I know for me it’s not. I try everything: hot tea, warm baths, essential oils, meditation. You name it, I’ve probably tried it, but my anxiety typically is the dictator in my mind. Anxiety exists for me all day, during social activities or daily stresses, trips to the store and to see friends. But at night, it’s a whole other story. The nighttime is the hardest. It’s almost as if my mind knows there’s nothing else for me to do when all I want is to sleep. My anxiety gets jealous that during the day, I am typically kept busy. So, at night, it decides to take the opportunity to finally get undivided attention. I have every intention of going to bed at a reasonable time and getting my full eight hours of sleep. I drink my tea, snuggle up in bed and read a book, but in the middle of the cup of tea or the book, I start to wonder what I should be doing.
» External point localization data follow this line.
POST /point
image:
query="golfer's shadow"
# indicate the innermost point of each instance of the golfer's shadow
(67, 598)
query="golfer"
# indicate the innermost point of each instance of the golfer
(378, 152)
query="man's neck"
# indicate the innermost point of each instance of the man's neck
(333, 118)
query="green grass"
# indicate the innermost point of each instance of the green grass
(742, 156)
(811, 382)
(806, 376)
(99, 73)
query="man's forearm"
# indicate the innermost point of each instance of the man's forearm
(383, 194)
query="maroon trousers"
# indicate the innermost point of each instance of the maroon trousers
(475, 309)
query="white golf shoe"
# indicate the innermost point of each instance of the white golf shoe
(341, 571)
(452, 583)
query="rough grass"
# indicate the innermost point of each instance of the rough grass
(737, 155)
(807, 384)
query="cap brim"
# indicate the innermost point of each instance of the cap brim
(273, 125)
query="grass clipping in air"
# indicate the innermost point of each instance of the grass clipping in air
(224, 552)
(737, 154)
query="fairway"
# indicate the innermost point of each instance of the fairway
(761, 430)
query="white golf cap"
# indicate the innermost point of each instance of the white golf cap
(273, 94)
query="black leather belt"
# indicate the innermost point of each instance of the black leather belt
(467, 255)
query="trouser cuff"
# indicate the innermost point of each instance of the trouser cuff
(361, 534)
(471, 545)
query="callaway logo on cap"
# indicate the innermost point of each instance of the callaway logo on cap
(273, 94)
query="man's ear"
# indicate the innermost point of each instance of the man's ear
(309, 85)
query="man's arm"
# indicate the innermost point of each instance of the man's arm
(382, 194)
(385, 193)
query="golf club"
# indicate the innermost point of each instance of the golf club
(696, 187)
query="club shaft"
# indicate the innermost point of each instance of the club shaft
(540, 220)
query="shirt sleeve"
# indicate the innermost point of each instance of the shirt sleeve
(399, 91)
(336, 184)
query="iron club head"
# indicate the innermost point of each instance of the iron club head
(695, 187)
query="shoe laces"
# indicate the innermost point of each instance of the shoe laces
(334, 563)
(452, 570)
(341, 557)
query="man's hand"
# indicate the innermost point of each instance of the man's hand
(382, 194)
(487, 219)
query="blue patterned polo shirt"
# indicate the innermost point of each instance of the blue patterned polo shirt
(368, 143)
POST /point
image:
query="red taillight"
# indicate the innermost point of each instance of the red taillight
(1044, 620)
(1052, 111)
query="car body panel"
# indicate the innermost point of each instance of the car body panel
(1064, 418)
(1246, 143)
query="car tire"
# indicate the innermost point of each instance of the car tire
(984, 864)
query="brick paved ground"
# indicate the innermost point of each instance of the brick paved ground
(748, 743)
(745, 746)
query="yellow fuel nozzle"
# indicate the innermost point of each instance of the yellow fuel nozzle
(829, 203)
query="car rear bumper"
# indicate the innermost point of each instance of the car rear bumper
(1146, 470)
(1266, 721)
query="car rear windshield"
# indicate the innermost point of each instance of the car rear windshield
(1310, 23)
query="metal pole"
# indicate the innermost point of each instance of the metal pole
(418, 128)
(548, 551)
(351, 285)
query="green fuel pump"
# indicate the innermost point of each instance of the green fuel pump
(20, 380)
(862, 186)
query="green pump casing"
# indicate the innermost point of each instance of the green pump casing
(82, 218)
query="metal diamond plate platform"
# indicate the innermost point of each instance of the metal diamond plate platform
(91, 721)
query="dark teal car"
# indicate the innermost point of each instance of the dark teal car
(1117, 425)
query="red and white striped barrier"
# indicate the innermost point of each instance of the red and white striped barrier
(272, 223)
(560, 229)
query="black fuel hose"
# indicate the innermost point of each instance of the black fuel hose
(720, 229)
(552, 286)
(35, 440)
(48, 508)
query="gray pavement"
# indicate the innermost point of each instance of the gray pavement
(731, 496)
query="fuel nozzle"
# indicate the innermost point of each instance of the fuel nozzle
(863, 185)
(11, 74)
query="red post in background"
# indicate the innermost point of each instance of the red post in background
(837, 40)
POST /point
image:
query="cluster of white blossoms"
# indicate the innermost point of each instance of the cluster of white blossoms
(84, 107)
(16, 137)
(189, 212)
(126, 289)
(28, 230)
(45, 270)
“Should I be doing more laundry? Should I be doing more dishes? What if I can’t wake up on time to get to work or see my friends or make my appointment? Will I lose my job? Will my friends reject me? I haven’t heard from them in a while, do they hate me? What did I do wrong? I must have made them angry. Will my significant other leave me because they can’t take my anxiety anymore? If they leave me, then I’ll be alone again, then my friends leave and my family will blame me and I’ll lose my job and end up completely alone and worthless. I should be sleeping instead of reading a book, I shouldn’t drink so much tea. It can’t be good for me. What if it makes me sick? Does my stomach hurt? I bet I’m dying. I bet I am dying and I don’t even know it. I need to go to sleep. I’m going to meditate. Wait, I can’t meditate. I have too many other more important things to think about, like my job and my bills and what I am going to make for dinner. But if I eat something indulgent, I’ll just feel guilty because I should be eating healthy, that’s probably why I feel this way, this is my fault. I feel so bad because I don’t take care of myself. When did I take a shower last? Oh my gosh, did I even take a shower today? It’s 3 a.m., but I should take a shower. But if I do, then I won’t get any sleep and then I might be late for work and then I’ll lose my job.”

It’s not easy at night when my anxiety takes control. Some nights, I get no sleep at all and most nights, I just sleep because I am so exhausted from the few nights prior. It’s hard for those around to me to understand, so I usually say, “Oh, I’m fine. I just didn’t feel well,” or, “I was watching a show and lost track of time, I’ll be fine.”

These are my excuses because it’s hard to admit that my anxiety keeps me up at night. Anxiety isn’t just worrying about little things; it’s about going from “normal” thinking to thinking about the absolute worst thing that could happen in a very short amount of time. For me, it sometimes ends up in full panic attack. The sleep is never really caught up on due to daily responsibilities of life. Then, anxiety starts all over again the next night.

The best thing I can do is keep telling myself that I’ll be OK and I can talk to someone who understands. Or I can even confide in my pet by cuddling and thanking them for loving me just the way I am.